The main sticking point is the date of local elections in Ukraine's eastern separatist provinces of Lugansk and Donetsk.
The shaky truce deal says Russia must cede the entire 400-kilometer (250-mile) stretch of Ukraine's porous eastern frontier the day after those polls are held.
But Hollande told reporters there was insufficient time "to draw up a law, an electoral law that perfectly conforms" to international norms.
He added that the planned elections could take place only 90 days after such legislation is put in place.
The Donetsk insurgents intend to hold their polls on October 18. Their neighbors in separatists Lugansk have their own vote scheduled for November 1.
The insurgents have issued no official comments about Hollande's remarks.
But Russian Foreign Minister Sergei Lavrov said in Moscow on Monday that "the possibility of shifting (the February deal's) deadline was a matter of secondary importance."
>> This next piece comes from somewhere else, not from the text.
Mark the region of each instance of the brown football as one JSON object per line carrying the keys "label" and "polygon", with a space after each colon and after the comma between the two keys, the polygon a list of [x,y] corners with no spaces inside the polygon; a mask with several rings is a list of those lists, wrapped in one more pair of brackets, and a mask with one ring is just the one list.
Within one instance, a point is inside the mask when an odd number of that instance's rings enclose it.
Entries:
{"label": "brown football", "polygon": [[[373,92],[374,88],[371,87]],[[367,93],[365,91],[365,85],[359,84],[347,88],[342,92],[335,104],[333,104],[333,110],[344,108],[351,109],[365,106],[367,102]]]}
"The most important thing is to accomplish what both sides pledged to do," Interfax quoted Lavrov as saying.
The Donetsk militia have already begun preparations for their elections -- a vote that will exclude any person or party that backs Kiev's plans to one day join the European Union and the NATO military alliance.
Ukraine's 18-month revolt has killed more than 8,000 people -- most of them civilians -- and driven about 1.5 million from their homes.
Putin denies backing the insurrections and calls Russian soldiers captured in the war zone off duty or vacationing "volunteers".